The Wood family of Randolph is now in the sixth generation of working their land. They tap more than 5,200 trees and make about 1,700 gallons of syrup annually. Since 1920 the family focus has always been mastering the art of maple sugaring but now there’s a new twist on the old product – specialty syrups!
Ghosted Barrel Aged Maple Syrup - Traditional Vermont maple syrup with a kick of handcrafted ghost pepper extract, adds a sweet kick to your favorite recipes,
Bourbon Barrel Aged Maple Syrup - Traditional Vermont maple syrup aged in a bourbon barrel for 4 to 6 months.
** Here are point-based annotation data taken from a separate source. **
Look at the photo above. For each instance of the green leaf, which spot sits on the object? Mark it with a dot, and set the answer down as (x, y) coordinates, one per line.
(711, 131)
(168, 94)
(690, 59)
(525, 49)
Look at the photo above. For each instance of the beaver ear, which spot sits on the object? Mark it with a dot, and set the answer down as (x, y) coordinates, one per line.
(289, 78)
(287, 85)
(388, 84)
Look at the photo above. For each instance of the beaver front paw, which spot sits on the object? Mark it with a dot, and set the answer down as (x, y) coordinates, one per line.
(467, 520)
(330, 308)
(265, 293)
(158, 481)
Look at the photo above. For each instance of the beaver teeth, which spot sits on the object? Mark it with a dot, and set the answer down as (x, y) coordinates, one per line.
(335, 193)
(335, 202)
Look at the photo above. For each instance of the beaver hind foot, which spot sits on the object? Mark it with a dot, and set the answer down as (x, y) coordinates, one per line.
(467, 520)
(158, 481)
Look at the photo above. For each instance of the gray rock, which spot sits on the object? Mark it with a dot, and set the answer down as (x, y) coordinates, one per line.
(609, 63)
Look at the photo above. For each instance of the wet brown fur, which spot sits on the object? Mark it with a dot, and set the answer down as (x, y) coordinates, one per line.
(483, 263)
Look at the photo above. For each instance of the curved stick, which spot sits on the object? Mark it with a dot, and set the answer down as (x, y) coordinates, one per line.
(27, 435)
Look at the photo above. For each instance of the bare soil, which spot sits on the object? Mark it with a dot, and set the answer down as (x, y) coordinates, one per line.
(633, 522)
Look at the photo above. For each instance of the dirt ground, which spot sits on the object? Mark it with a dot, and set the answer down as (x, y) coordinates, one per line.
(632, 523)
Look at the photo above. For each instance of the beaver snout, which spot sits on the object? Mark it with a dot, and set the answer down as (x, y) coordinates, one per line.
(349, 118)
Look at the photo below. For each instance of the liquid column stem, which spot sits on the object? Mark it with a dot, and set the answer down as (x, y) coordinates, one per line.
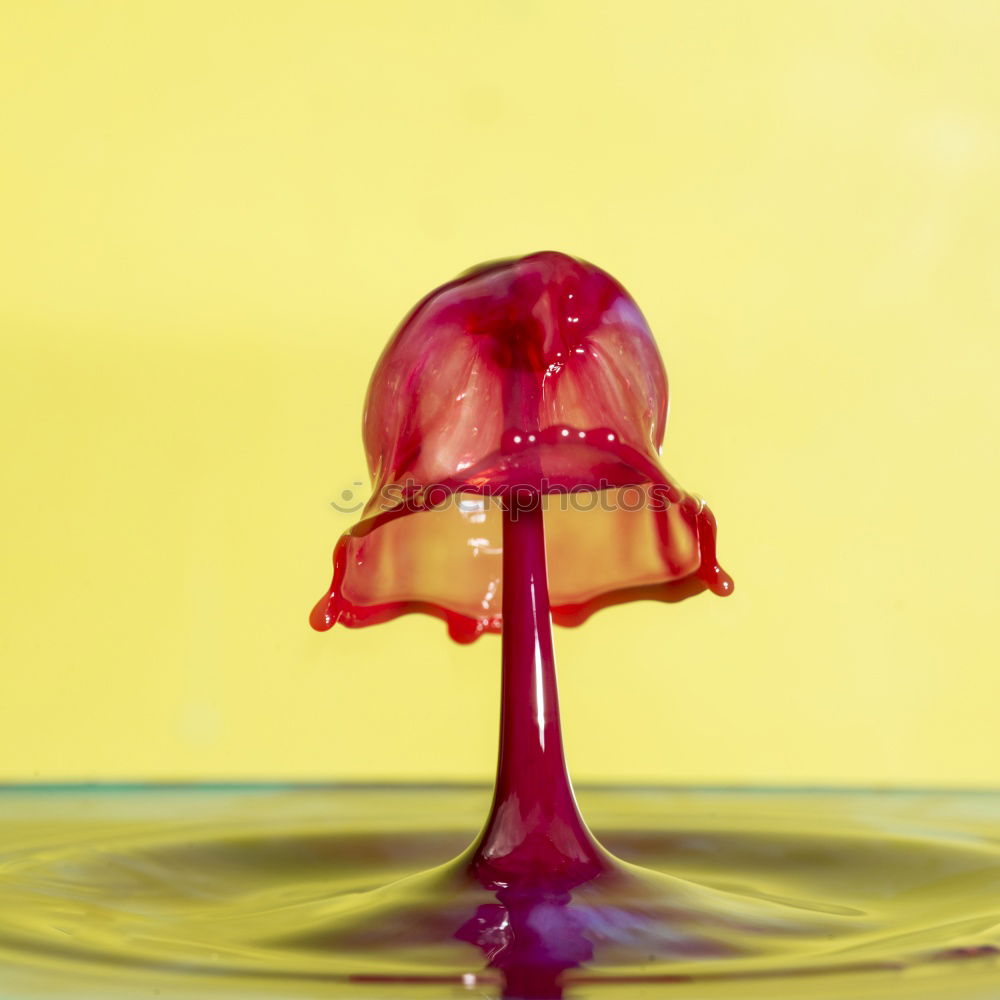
(534, 831)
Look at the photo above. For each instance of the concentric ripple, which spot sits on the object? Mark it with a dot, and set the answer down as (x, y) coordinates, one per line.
(351, 891)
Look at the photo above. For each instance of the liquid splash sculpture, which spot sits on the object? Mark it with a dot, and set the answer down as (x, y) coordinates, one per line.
(522, 383)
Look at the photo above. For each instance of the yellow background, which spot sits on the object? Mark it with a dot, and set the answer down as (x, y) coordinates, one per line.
(214, 214)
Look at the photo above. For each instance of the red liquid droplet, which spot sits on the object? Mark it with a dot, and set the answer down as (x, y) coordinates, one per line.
(520, 382)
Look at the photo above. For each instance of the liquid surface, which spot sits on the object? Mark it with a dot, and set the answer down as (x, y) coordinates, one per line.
(249, 891)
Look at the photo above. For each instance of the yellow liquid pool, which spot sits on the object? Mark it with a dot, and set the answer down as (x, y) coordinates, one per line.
(225, 890)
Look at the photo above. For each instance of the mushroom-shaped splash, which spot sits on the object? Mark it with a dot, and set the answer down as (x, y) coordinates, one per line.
(539, 378)
(513, 427)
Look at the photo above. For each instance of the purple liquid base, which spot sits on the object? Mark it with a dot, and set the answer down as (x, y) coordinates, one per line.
(518, 375)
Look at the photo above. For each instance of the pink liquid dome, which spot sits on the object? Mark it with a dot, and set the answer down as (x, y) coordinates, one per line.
(536, 377)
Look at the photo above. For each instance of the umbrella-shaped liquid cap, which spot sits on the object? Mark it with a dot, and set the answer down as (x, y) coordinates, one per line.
(536, 377)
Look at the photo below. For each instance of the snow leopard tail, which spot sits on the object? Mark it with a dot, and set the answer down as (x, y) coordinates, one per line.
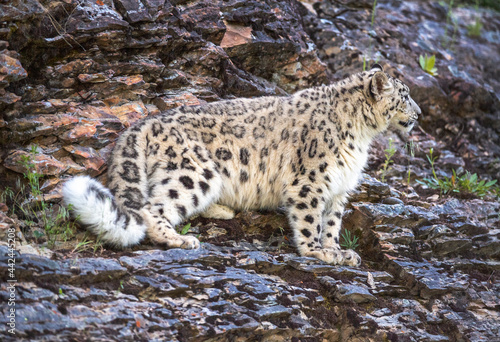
(95, 207)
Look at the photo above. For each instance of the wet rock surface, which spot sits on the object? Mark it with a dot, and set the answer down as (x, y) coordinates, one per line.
(74, 74)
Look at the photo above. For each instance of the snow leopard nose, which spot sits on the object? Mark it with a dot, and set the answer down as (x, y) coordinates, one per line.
(415, 107)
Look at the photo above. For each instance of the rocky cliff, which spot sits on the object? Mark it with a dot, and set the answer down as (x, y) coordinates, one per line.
(75, 73)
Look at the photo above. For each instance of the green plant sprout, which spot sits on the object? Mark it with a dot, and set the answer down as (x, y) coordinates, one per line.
(427, 64)
(389, 153)
(33, 208)
(458, 183)
(475, 30)
(350, 241)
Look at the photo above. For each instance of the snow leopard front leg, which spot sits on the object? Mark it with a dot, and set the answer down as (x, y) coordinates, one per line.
(332, 221)
(307, 212)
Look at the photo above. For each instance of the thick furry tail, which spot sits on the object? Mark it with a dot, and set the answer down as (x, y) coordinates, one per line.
(95, 208)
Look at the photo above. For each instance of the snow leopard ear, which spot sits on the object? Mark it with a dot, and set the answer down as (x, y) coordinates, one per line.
(380, 86)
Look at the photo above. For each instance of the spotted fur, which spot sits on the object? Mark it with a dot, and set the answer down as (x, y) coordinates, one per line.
(304, 152)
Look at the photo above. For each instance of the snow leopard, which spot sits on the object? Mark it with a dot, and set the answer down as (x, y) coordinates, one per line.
(304, 153)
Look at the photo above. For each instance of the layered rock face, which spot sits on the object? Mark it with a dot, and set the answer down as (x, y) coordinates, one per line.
(74, 74)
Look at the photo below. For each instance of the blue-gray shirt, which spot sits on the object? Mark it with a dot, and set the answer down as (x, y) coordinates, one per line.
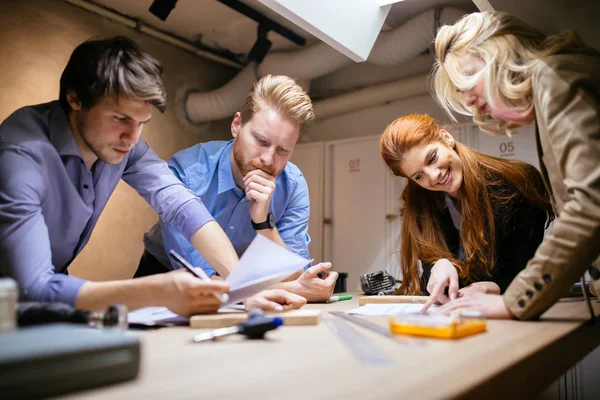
(206, 170)
(50, 201)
During this time, the syrup soaks in the flavor of the barrel, char, and left over bourbon. Great in cocktails, on ice cream and added to your favorite recipes.
Rum Barrel Aged Maple Syrup - Traditional Vermont maple syrup aged in a rum barrel for 4 to 6 months. You'll taste hints of vanilla in this. Plus, like the Bourbon Barrel Aged Syrup, it's kid friendly!
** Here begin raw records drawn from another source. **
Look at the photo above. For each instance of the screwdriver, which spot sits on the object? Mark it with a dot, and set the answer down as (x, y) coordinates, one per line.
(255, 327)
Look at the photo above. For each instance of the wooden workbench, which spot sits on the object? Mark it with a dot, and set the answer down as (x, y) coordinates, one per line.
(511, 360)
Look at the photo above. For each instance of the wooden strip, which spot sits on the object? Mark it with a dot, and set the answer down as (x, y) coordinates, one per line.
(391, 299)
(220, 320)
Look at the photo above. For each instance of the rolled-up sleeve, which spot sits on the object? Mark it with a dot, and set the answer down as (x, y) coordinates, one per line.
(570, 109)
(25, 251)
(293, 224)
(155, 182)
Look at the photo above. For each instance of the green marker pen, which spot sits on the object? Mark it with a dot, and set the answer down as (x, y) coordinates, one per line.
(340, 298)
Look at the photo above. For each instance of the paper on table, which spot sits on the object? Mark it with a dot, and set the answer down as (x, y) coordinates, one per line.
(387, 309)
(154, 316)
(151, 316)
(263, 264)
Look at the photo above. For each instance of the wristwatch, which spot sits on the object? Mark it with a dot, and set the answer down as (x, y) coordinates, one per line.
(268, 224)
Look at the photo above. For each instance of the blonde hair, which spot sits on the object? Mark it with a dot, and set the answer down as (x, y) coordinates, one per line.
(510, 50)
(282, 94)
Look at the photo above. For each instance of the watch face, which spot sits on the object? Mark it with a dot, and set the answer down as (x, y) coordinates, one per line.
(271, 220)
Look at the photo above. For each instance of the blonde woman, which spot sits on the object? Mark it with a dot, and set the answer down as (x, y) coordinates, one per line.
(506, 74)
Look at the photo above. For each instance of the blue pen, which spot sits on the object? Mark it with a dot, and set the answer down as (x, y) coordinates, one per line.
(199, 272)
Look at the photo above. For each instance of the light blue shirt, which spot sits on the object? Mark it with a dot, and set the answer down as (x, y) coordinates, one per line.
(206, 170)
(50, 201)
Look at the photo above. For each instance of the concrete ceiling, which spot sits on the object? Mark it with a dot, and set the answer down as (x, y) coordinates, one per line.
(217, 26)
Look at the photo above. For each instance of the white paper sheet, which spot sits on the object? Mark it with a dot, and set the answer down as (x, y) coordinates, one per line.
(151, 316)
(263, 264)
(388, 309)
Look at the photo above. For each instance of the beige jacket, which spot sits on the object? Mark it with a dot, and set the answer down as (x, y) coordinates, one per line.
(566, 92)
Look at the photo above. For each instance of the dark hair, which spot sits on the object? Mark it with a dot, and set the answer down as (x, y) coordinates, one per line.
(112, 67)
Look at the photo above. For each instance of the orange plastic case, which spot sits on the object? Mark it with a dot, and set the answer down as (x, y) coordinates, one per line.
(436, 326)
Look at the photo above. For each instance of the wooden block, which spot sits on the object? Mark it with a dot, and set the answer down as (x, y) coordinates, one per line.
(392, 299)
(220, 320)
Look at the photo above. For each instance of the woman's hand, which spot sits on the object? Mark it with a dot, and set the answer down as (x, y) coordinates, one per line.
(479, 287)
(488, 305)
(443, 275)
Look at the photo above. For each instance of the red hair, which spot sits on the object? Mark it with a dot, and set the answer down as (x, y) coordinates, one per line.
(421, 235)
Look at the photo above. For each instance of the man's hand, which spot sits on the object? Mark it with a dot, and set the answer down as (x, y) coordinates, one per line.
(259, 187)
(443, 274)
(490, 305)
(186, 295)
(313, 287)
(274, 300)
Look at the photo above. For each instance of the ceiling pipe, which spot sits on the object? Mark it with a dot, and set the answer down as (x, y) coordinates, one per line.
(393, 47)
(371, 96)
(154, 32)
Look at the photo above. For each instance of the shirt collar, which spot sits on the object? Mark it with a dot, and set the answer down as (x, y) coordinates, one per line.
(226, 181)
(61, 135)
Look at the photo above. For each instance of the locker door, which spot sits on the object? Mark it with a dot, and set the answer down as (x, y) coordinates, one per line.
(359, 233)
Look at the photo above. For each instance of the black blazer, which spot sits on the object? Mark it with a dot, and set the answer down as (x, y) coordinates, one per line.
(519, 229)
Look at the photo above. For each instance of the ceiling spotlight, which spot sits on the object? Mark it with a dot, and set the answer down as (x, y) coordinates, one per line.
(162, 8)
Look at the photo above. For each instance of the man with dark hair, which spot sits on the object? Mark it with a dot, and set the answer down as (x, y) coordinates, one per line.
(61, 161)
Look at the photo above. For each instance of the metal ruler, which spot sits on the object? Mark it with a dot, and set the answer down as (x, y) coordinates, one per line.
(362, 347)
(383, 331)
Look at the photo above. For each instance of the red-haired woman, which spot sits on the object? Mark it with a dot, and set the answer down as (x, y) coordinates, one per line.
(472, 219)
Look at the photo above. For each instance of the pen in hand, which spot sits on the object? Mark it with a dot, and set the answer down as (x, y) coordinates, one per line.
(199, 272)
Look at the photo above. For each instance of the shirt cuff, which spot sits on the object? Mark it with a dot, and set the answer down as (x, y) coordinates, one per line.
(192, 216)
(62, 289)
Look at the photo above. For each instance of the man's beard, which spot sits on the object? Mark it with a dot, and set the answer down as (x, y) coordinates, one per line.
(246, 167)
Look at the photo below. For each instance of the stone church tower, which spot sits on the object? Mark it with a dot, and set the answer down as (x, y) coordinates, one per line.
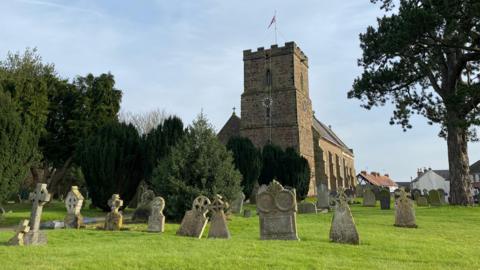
(275, 104)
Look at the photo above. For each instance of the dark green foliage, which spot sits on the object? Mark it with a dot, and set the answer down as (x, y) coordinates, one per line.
(248, 160)
(271, 157)
(158, 142)
(289, 168)
(424, 57)
(295, 172)
(198, 165)
(15, 148)
(111, 163)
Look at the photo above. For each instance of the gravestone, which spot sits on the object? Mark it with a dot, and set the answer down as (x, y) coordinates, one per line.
(237, 204)
(384, 199)
(369, 198)
(277, 209)
(404, 211)
(194, 222)
(343, 229)
(143, 209)
(74, 202)
(416, 193)
(307, 208)
(39, 198)
(218, 225)
(114, 219)
(156, 220)
(434, 198)
(421, 201)
(358, 191)
(441, 193)
(20, 231)
(323, 197)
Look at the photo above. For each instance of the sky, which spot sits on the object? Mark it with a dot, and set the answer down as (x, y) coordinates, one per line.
(186, 56)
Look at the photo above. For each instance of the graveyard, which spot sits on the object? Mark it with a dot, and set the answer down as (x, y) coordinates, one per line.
(439, 242)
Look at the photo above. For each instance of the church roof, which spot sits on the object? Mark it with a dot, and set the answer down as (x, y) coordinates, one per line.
(230, 129)
(328, 134)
Raspberry Infused Maple Syrup - Traditional Vermont maple syrup and fresh raspberries (that's it)! You'll love this on pancakes, waffles, or ice cream . Add to your favorite recipes for a maple/raspberry KAHBAM!!!!
Apple Pie Infused Map[le Syrup - Traditional Vermont Maple Syrup infused with the flavors of hot apple pie. Drizzle on vanilla ice cream, hot oatmeal, or anything else you can imagine. Enjoy!